Kamerstukken I, 2009–2010, 32 225, letter B.

XNoot
3

Ter inzage gelegd op de afdeling Inhoudelijke ondersteuning onder griffie nr. 146384.02.

XNoot
4

Verkeersveiligheidsconsequenties van toelating van de Segway tot de openbare weg. Advies aan het Ministerie van Verkeer en Waterstaat (SWOV R-2007–6), Leidschendam: SWOV 2007.

XNoot
5

Verkeersveiligheidsconsequenties van toelating van de Segway tot de openbare weg. Advies aan het Ministerie van Verkeer en Waterstaat, (SWOV R-2007–6), Leidschendam: SWOV 2007, p. 3.

XNoot
6

Verkeersveiligheidsconsequenties van toelating van de Segway tot de openbare weg.

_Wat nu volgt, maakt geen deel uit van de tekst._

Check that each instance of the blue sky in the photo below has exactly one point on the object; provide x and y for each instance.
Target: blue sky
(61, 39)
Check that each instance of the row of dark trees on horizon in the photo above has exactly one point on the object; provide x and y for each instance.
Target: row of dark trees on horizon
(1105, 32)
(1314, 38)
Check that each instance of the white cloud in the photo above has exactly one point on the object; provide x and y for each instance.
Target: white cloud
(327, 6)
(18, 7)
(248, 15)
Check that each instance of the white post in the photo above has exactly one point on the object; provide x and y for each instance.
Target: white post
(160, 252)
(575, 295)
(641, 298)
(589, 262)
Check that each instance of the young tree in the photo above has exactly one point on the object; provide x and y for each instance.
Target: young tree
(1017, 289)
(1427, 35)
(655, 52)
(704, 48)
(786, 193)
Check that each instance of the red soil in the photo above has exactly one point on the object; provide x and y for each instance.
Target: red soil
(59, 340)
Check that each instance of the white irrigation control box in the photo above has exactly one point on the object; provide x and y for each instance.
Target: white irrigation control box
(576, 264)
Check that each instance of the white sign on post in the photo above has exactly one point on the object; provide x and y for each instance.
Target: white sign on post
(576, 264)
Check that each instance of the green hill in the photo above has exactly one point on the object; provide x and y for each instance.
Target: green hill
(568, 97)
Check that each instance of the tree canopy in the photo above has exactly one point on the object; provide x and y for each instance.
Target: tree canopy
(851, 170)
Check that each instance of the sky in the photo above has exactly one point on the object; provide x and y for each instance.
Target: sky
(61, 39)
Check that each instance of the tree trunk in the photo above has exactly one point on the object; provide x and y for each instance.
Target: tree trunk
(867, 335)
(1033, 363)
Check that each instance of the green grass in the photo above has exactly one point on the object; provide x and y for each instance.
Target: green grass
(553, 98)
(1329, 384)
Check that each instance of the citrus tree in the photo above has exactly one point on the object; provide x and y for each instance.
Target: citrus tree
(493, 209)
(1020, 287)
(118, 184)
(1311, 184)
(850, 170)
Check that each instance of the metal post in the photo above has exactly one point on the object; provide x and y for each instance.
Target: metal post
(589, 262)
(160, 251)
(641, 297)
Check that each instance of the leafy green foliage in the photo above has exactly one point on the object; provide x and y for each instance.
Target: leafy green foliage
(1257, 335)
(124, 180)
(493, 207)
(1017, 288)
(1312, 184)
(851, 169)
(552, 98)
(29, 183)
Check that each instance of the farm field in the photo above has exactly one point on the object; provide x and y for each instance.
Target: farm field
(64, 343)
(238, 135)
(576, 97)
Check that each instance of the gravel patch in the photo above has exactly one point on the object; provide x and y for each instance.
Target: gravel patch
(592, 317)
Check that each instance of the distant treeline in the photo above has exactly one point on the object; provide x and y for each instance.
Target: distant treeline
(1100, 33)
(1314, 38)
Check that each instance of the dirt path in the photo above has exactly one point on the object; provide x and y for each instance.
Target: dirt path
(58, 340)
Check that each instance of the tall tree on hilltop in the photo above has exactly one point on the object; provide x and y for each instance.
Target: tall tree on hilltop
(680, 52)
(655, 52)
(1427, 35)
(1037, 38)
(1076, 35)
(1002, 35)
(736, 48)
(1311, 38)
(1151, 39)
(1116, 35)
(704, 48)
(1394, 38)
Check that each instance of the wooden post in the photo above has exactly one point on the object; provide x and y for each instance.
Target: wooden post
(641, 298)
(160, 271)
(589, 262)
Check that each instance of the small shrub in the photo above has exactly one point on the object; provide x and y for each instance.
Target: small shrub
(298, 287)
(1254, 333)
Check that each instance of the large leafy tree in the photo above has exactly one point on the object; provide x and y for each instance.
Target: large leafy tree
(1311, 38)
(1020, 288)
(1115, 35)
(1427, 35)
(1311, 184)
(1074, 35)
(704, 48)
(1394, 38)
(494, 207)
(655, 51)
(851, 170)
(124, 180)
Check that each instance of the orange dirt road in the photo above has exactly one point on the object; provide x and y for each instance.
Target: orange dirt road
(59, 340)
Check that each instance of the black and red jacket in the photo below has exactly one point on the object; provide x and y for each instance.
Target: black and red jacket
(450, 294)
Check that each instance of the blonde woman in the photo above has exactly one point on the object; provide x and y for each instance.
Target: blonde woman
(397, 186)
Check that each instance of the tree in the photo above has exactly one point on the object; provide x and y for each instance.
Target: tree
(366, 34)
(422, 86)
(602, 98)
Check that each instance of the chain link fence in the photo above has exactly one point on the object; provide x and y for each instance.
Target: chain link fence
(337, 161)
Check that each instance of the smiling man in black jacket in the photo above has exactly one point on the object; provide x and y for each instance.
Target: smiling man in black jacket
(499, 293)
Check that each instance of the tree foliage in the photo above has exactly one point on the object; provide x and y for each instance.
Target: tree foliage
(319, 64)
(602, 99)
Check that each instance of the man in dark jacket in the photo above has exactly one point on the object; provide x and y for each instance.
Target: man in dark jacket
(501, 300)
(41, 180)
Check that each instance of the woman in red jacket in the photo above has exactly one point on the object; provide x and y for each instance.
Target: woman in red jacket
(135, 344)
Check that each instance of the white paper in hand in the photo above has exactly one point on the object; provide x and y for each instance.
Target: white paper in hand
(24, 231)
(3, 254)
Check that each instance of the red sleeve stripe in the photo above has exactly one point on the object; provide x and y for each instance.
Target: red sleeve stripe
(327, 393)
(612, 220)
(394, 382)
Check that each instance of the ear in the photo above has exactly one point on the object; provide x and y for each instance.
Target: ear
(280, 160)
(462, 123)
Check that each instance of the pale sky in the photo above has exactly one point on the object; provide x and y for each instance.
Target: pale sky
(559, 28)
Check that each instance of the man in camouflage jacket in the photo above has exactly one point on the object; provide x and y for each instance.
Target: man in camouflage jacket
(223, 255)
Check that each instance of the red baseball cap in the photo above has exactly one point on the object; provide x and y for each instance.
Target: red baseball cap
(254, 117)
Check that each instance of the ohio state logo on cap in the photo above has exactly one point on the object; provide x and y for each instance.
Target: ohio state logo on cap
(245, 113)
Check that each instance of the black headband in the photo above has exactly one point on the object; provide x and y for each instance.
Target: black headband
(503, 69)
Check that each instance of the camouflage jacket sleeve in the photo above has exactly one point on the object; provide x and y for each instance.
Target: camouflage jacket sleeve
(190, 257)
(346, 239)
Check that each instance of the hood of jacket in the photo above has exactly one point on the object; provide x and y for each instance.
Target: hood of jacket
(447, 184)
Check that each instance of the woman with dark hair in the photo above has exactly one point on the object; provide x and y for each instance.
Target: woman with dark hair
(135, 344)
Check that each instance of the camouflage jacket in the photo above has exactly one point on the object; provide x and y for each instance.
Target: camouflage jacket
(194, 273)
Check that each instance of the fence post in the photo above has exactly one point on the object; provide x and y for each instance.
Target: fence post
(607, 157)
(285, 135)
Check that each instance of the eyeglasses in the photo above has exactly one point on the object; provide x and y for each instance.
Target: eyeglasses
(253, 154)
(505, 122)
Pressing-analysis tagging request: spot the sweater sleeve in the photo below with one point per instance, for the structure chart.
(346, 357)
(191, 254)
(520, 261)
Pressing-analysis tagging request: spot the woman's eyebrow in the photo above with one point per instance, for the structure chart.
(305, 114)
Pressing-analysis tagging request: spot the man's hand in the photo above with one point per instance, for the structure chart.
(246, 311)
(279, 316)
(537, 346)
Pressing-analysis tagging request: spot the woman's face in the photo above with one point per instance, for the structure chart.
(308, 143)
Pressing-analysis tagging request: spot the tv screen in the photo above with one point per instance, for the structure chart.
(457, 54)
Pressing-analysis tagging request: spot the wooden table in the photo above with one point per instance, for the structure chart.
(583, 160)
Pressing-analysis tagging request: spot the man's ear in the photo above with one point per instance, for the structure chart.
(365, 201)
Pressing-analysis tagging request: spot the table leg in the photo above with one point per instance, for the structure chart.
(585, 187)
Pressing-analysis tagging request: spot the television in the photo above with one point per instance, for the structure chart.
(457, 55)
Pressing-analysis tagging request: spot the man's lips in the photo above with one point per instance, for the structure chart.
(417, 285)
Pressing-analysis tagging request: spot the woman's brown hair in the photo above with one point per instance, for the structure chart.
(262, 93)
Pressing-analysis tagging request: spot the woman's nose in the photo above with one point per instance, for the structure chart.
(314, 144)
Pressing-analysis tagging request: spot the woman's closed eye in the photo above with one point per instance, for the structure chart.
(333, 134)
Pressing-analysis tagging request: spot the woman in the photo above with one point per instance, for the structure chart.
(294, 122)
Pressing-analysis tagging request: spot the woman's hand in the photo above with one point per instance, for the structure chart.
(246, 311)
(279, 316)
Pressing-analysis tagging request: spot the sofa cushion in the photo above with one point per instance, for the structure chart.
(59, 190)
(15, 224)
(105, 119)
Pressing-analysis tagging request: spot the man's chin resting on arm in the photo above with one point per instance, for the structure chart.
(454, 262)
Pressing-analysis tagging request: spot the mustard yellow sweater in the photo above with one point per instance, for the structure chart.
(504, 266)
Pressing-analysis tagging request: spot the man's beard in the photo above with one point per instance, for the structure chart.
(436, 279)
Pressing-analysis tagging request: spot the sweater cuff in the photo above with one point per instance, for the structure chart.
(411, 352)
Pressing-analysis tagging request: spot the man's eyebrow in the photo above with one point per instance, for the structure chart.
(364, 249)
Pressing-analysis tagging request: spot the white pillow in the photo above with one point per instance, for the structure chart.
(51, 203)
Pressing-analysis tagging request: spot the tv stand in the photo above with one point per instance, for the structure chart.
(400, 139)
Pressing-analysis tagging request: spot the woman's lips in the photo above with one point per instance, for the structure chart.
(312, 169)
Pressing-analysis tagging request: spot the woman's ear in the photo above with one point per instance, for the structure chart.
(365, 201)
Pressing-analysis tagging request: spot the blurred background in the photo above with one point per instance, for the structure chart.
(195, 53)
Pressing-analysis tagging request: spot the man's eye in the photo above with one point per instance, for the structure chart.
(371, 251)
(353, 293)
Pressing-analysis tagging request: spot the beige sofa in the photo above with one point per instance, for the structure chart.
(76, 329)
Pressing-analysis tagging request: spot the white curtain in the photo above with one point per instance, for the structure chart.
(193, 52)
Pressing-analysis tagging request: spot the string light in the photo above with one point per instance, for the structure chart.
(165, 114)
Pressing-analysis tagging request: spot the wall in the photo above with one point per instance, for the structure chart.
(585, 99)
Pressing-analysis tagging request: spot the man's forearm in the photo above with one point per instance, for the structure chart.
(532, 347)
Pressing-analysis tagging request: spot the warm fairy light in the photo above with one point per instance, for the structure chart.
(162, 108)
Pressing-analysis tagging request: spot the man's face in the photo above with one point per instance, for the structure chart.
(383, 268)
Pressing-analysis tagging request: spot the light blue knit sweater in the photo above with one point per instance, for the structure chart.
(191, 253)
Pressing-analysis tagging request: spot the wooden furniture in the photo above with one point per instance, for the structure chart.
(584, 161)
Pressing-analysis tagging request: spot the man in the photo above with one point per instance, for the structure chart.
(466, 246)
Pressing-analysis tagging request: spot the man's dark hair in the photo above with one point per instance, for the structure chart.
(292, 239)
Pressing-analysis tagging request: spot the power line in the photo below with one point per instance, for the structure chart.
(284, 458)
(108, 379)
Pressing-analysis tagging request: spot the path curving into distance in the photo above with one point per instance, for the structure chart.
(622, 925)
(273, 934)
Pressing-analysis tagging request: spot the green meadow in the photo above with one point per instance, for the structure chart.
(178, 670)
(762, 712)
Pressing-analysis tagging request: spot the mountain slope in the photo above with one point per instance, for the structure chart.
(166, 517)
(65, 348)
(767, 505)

Advies aan het Ministerie van Verkeer en Waterstaat, (SWOV R-2007–6), Leidschendam:

SWOV 2007, p. 28 en 29.

XNoot
7

Verkeersveiligheidsconsequenties van toelating van de Segway tot de openbare weg. Advies aan het Ministerie van Verkeer en Waterstaat, SWOV R-2007–6), Leidschendam:

SWOV 2007, p. 25, 26 en 29.

XNoot
8

Zie hoofdstuk 5, afdeling 6, paragraaf 13, van de Regeling voertuigen.